Los desocupados mayores de
45 años, tienen actualmente un aumento en la expectativa
de vida mayor que en épocas anteriores. Diríamos que llegan
a 30 o 40 años más, desde esa edad. Ser desempleado
es una agresión contra sí mismo, y afecta gravemente sus
vivencias morales, anímicas, económicas y familiares.
Además, sería contraproducente
renunciar a alcanzar un empleo digno, porque les faltaría
años de aportes y sus promedios de ingresos jubilatorios
serían bajísimos, ya que para la ley actual se computan
los últimos 10 años de aportes y no los mejores 10.

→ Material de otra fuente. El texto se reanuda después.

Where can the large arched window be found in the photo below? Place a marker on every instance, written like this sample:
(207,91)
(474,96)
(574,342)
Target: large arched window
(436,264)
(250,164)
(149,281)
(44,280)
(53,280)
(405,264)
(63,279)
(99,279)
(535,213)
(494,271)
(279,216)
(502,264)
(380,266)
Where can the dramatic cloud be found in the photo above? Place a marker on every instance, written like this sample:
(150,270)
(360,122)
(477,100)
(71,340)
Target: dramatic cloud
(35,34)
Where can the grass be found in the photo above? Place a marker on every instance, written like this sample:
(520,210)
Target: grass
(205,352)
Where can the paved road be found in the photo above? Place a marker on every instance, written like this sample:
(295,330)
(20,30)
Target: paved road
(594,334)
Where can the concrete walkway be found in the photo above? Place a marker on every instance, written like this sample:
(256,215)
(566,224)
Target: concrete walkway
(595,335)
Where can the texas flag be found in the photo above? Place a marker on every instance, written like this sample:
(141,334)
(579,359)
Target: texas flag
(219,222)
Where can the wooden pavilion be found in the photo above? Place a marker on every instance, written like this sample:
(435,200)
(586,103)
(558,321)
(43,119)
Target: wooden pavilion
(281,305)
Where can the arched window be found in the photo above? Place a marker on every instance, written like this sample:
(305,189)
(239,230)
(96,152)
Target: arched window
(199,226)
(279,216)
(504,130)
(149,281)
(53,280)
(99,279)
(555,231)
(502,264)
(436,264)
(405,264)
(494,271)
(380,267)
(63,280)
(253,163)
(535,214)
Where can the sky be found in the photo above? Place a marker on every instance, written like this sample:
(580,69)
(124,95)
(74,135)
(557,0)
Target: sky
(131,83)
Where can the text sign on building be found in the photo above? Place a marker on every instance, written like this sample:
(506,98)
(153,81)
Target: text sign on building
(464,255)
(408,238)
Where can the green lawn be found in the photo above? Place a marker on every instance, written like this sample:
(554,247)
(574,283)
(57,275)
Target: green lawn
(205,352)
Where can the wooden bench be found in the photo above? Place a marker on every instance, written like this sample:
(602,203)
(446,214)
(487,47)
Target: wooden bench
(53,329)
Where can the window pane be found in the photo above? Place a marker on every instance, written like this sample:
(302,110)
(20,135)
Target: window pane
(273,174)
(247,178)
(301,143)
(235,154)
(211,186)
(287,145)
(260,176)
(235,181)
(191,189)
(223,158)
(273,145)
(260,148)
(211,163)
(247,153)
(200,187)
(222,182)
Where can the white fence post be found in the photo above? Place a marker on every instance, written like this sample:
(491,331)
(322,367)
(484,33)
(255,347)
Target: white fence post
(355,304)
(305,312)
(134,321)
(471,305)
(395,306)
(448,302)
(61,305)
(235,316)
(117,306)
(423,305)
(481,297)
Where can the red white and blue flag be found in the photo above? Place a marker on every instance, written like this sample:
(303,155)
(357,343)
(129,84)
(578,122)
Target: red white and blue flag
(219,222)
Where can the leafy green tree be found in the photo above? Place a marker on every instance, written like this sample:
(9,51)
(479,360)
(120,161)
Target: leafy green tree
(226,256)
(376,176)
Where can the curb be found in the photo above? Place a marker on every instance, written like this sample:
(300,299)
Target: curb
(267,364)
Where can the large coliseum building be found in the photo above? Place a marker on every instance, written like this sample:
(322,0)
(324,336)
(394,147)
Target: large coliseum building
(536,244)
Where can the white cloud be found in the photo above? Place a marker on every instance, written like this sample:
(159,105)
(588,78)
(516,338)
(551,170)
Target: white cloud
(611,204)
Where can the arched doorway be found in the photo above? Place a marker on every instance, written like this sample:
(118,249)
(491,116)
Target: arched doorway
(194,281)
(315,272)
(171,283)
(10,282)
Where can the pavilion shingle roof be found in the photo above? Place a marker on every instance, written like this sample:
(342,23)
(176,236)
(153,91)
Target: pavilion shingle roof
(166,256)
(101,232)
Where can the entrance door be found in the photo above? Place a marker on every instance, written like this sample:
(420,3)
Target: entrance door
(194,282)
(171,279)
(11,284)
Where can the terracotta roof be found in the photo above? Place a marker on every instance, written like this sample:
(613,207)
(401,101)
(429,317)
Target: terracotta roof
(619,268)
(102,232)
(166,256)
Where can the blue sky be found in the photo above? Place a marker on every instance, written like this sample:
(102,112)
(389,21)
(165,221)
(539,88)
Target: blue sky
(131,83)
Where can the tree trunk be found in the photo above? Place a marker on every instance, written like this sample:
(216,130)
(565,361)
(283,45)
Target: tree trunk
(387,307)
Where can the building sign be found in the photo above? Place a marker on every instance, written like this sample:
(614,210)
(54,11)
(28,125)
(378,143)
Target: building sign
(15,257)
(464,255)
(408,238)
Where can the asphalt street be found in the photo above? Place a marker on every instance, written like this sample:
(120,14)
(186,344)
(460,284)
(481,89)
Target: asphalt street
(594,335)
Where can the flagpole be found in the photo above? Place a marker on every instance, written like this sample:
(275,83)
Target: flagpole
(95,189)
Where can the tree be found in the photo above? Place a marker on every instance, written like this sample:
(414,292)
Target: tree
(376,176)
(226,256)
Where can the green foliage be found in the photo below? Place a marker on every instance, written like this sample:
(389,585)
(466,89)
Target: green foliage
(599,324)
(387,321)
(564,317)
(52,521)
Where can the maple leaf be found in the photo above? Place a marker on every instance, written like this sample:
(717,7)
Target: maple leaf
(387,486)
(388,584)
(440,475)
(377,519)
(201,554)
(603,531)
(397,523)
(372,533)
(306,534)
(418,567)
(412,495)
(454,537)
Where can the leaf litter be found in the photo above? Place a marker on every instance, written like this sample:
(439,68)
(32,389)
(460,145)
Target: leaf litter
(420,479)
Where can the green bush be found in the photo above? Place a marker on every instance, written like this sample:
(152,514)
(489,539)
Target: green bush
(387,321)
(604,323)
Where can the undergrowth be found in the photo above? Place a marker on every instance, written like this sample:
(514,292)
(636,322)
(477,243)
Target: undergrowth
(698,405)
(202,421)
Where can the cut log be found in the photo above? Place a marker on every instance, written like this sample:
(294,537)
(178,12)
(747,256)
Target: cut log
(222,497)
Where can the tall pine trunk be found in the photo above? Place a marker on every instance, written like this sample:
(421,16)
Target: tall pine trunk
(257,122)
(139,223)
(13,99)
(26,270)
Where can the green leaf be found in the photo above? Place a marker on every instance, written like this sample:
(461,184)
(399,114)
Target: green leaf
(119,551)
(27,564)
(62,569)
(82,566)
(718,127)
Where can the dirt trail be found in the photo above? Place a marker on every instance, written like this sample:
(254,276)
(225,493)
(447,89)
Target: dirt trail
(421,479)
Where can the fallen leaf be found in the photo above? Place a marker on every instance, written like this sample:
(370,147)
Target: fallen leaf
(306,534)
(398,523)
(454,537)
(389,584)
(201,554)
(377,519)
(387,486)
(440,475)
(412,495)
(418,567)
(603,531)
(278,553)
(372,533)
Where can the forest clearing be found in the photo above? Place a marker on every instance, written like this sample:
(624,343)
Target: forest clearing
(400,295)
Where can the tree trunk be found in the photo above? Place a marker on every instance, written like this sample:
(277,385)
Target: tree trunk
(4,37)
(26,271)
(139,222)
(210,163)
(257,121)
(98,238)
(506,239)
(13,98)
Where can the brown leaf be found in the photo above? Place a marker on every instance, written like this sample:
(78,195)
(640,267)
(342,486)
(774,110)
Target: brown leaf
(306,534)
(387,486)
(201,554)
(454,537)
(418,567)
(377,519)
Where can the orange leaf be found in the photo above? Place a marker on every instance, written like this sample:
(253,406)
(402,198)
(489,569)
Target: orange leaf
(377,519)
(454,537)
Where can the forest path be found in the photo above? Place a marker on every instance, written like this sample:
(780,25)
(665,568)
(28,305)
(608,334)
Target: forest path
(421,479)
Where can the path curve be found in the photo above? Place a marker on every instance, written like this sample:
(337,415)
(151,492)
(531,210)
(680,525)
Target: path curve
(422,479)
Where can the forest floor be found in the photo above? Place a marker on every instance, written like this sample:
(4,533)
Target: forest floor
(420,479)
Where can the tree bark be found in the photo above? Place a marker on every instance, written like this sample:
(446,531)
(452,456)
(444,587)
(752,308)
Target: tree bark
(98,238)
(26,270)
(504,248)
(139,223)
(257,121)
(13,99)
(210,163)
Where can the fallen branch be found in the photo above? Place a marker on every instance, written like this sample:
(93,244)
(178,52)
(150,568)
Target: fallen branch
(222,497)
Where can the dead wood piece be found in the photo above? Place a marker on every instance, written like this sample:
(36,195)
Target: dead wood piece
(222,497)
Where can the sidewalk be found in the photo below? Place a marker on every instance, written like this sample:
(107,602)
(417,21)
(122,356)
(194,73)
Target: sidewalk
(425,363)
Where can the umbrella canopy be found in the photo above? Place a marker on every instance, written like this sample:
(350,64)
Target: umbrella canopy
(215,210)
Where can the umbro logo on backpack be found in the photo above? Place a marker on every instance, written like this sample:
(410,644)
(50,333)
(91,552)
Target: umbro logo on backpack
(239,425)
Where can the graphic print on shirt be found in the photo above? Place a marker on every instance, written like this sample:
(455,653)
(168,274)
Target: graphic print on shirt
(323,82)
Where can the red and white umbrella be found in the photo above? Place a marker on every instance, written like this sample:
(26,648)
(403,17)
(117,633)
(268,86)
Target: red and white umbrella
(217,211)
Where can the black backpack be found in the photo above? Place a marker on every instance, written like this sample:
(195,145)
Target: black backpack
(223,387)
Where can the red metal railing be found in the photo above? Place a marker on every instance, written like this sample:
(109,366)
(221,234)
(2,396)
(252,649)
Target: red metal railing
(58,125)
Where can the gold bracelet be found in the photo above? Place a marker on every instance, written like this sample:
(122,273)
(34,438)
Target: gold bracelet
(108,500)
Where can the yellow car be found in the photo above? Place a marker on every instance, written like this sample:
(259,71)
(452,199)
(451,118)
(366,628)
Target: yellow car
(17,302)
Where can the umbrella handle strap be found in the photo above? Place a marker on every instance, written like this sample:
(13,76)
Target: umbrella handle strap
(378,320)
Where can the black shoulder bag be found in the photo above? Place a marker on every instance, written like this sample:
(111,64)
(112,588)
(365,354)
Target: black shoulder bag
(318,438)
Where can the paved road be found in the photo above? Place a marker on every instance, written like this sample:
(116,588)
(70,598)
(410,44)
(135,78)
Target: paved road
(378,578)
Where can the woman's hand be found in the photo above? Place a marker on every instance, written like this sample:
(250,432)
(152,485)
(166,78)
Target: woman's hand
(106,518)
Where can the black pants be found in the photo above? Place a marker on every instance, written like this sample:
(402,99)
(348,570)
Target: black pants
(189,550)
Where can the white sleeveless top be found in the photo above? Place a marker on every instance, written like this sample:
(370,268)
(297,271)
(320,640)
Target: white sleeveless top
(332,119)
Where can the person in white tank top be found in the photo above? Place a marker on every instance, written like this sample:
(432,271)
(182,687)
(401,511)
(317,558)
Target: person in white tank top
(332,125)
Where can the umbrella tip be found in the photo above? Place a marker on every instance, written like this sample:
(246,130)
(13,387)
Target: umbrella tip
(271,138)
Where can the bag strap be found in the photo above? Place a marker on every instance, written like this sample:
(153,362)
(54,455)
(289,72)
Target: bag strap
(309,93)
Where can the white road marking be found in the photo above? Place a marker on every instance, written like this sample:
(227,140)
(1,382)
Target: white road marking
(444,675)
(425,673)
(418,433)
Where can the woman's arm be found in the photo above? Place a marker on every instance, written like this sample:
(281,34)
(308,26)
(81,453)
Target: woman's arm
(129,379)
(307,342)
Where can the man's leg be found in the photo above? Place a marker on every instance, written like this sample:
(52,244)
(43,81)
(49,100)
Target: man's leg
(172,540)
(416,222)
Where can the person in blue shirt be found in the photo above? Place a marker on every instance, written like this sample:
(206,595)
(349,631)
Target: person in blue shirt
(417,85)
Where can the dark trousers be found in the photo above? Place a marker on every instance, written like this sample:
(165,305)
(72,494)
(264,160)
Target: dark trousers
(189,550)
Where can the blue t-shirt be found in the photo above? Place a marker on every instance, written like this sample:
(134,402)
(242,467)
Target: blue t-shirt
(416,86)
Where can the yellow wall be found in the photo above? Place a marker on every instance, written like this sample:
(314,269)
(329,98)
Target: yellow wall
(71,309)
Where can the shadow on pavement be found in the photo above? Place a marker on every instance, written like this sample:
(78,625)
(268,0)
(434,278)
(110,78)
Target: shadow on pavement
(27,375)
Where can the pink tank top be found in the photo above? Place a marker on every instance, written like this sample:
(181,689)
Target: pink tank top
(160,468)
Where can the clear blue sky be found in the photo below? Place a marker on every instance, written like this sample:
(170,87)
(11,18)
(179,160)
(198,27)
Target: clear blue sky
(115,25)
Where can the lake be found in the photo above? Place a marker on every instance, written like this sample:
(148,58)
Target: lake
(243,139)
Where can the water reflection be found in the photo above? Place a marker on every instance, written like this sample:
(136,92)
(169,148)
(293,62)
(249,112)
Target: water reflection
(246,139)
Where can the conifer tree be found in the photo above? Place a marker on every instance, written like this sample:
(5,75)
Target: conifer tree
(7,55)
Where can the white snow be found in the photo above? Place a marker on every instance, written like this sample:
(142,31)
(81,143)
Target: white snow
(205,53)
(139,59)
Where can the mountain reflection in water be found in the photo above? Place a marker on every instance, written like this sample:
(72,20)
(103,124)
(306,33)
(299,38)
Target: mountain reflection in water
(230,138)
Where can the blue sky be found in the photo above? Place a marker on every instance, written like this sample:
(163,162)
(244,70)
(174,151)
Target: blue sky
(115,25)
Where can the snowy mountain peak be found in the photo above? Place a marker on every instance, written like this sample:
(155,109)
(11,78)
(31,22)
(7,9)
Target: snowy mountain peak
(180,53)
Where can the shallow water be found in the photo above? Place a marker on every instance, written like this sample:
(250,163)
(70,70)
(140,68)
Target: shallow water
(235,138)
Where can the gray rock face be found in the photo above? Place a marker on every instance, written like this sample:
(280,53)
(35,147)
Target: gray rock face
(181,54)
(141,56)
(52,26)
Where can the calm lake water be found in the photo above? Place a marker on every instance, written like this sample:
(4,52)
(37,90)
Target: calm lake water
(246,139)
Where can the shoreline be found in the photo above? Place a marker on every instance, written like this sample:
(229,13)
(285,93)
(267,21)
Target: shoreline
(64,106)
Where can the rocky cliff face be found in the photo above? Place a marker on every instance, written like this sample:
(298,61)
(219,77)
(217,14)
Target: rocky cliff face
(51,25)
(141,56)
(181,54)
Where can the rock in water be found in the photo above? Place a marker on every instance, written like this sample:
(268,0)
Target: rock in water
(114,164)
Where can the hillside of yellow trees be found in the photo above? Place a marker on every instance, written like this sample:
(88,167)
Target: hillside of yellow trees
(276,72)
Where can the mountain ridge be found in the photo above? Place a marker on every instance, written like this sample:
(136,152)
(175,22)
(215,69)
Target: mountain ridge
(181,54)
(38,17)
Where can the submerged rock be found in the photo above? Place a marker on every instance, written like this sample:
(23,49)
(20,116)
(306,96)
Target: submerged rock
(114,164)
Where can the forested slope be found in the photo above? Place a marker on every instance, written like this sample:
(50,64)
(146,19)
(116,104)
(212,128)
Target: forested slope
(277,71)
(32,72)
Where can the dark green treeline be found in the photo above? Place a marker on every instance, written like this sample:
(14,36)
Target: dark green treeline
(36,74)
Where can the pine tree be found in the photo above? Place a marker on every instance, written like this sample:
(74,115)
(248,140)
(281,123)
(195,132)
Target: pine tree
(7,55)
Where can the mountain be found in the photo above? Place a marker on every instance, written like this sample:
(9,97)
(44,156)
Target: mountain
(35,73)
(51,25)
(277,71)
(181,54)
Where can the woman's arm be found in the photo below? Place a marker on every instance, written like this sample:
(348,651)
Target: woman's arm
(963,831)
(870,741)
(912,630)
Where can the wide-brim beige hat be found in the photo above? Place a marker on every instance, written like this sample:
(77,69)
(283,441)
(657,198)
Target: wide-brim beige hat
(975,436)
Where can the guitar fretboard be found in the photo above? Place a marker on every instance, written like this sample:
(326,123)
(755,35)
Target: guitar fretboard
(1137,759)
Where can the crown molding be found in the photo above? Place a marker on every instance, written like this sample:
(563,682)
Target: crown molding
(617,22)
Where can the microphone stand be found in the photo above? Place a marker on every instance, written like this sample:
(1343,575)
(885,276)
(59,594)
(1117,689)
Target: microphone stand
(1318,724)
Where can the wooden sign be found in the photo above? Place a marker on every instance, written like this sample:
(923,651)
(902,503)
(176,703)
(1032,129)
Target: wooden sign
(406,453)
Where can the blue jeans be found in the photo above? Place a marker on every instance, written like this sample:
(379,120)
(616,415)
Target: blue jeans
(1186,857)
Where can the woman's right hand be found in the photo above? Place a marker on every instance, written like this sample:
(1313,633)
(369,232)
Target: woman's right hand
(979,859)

Ni que hablar de la carencia de obra social, y la sensación
de sentirse "un inútil para todo servicio".
Por lo expuesto el grupo
etario de mayores de 45 años (¿hasta 70, 80,
90?) es el más expuesto a la exclusión social y a la pobreza,
por culpa del mayor responsable: el Estado.
En la actualidad, se está
trabajando mucho sobre la Responsabilidad Social Empresaria
(RSE). Una movida mundial que avanza mucho más de lo que
se publicita. Es indudable que los objetivos sociales y
humanitarios que enarbolan son plausibles y merecedores
de una atención más importante que la que actualmente se
les brinda. Sin embargo, cabría preguntarse: Cuando una
empresa excluye a un empleado porque alcanzó los 50 años
de edad, ¿es responsable socialmente? Sin otra causa
que haber cumplido medio siglo, ¿puede considerárselo
un inútil y despedirlo por "reestructuración de la
empresa"? ¿Realmente disminuyó su capacidad
mental, su raciocinio, su sensatez, sus conocimientos, como
para echarlo -literalmente- a patadas?
¿Qué está haciendo
el Estado para paliar estas situaciones? Lo sucesivos gobiernos
saben muy bien que cada vez hay menos aportantes por cantidad
de personas que se jubilan.
¿La solución está
en pagar menos a cada jubilado? ¿La solución está
en tener cada vez más pasivos que activos? ¿No será
que -definitivamente- hay que incentivar aumentar el trabajo
de los mayores de 45 años? ¿No necesita nuestro
país más activos que pasivos? ¿Y qué hace el Estado
para ello? Una batería de interrogantes que sólo el Estado
debe responder.
Sabemos que no se puede obligar
a las empresas privadas a tomar como empleado a quien no
quiere. Sea porque tiene más de la edad deseada, o por que
es morochita en lugar de rubia, o porque es gordita en lugar
de flaca. (Y ni hablemos de otros motivos: políticos, religiosos,
sexuales, etc.)
La Asociación 50 a 60 (www.asociacion50a60.org.ar)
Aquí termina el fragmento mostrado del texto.